Uma dessas anomalias se intensificou nos últimos tempos e consiste na prática do FISCO em denunciar empresários, com o intuito de enquadra-los como praticantes de crime tributário por deixarem de recolher o ICMS, ainda que a empresa tenha efetuado os devidos registros contábeis e apresentado regularmente as declarações pertinentes para a fiscalização. O interesse do Estado-fisco, com essa postura é arrecadar. Ele sabe que, o receio de ser preso irá fazer o contribuinte pagar até o que não deve.
E o que é pior: as denúncias são recebidas, processadas e, salvo raríssimos casos, resultam em condenações penais em desfavor do administrador da empresa, refutando-se argumentos defensivos quanto à necessidade de se provar a existência de dolo na conduta do empresário, bem como não se aceitando provas da existência de justa causa para o não recolhimento, como por exemplo, sérias dificuldades financeiras da empresa.
Em situações de falta de capital de giro, é praxe as empresas priorizarem o pagamento de funcionários e fornecedores em detrimento ao recolhimento de tributo. Tal atitude é preferível, a fim de evitar a paralisação de seu negócio.
Tal tema, está preste a ser definido, o STJ, em sede de caráter repetitivo, iniciou julgamento do seguinte questionamento: Deixar de recolher o ICMS que foi declarado ao fisco estadual caracteriza crime de natureza tributária?
O tema chegou à 3ª Seção (REsp 1598005) após decisões em sentidos contrários nas turmas de direito penal. No caso em julgamento, o Ministério Público do Estado de Santa Catarina denunciou criminalmente o sócio de uma empresa que declarou valores de ICMS sobre operações próprias e não os recolheu.

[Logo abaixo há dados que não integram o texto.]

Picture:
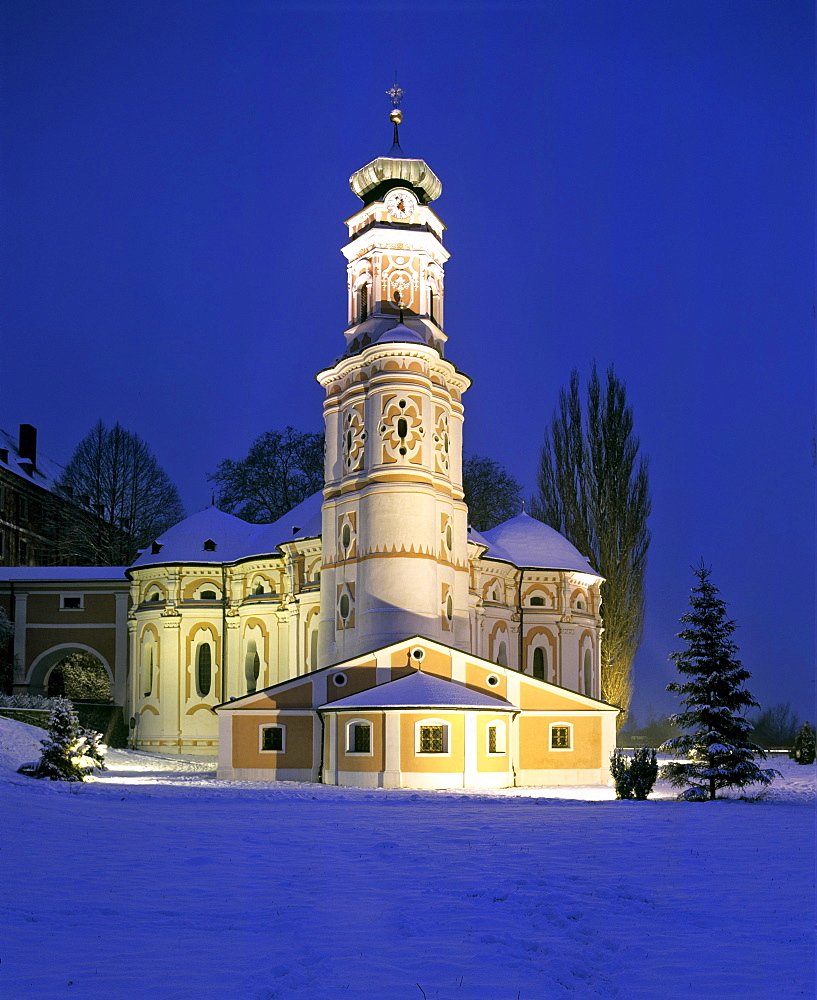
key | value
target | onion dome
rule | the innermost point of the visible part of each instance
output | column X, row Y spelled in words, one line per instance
column 529, row 543
column 395, row 169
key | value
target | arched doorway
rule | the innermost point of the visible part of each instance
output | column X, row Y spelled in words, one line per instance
column 80, row 676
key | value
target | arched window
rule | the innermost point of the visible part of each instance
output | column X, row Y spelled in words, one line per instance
column 431, row 736
column 495, row 737
column 540, row 663
column 358, row 737
column 203, row 669
column 147, row 669
column 252, row 666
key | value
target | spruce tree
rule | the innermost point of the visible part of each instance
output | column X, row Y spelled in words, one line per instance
column 803, row 750
column 70, row 752
column 718, row 752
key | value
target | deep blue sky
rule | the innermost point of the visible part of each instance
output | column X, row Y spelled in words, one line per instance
column 630, row 182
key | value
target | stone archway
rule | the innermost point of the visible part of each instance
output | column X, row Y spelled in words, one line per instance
column 43, row 668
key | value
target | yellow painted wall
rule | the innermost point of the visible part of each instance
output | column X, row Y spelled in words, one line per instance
column 409, row 761
column 476, row 677
column 534, row 742
column 45, row 609
column 354, row 762
column 298, row 751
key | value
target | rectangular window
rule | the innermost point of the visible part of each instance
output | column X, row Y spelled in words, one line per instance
column 560, row 737
column 432, row 739
column 272, row 738
column 361, row 738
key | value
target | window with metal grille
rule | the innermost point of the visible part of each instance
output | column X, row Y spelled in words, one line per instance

O Tribunal de Justiça de Santa Catarina (TJ-SC) manteve a condenação do empresário à pena de oito meses de detenção, em regime inicial aberto e pagamento de 13 dias-multa. Para os desembargadores, há infração ao artigo 2, II da Lei 8.137, de 1990, combinada com o artigo 71 do Código Penal, que trata do crime continuado. O artigo 2º estabelece que é crime à ordem tributária deixar de recolher tributo no prazo legal.
Um dos julgadores do STJ que contribuiu com um dos dois votos pela condenação, citado acima, entendeu que o valor do tributo é cobrado do consumidor. Por isso, não o repassar aos cofres públicos configuraria apropriação prevista na Lei 8.137/90, art. 2º, II. Referido artigo prevê configuração de crime à ordem tributária deixar de recolher o tributo no prazo legal.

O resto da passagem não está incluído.